Cada altercado apuntaba a la inevitable intensificación entre los africanos de la creencia de que la violencia era la única salida; mostraba que un Gobierno que emplea la fuerza para imponer su dominio enseña a los oprimidos a usar la fuerza para oponerse a él. Llegué a la conclusión de que, puesto que la violencia en este país era inevitable, sería poco realista seguir predicando la paz y la no violencia. No me fue fácil llegar a esta conclusión. Solo cuando todo lo demás había fracasado, cuando todas las vías de protesta pacífica se nos habían cerrado, tomamos la decisión de recurrir a formas violentas de lucha política.

Lo único que puedo decir es que me sentía moralmente obligado a hacer lo que hice. […] Empecé a estudiar el arte de la guerra y la revolución y, mientras estaba en el extranjero, realicé un curso de entrenamiento militar. Si iba a haber una guerra de guerrillas, quería ser capaz de apoyar a mi pueblo y combatir junto a él, y de compartir los peligros de la guerra con ellos”.

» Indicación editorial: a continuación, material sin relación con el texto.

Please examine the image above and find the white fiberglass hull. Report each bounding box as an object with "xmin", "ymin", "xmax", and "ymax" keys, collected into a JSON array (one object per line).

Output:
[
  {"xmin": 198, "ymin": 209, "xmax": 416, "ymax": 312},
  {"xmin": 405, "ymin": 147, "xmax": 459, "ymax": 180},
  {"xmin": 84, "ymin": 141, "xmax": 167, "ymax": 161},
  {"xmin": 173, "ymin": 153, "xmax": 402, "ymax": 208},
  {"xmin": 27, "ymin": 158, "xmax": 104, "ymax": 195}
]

En su alegato, Mandela se distancia de los comunistas, pero agradece su solidaridad con el pueblo africano:

“El nacionalismo africano que defiende el ANC es el concepto de libertad y plenitud para el pueblo africano en su propia tierra. El documento político más importante que ha adoptado el ANC en toda su historia es la Carta de la libertad. No es en ningún modo un plan para un Estado socialista. Exige la redistribución, pero no la nacionalización de la tierra; contempla la nacionalización de las minas, los bancos y los sectores monopolistas, porque los grandes monopolios están en manos de una de las razas solamente y, sin esa nacionalización, la dominación racial se perpetuaría aunque se repartiese el poder político. Conforme a la Carta de la libertad, la nacionalización se llevaría a cabo en el contexto de una economía basada en la empresa privada. […]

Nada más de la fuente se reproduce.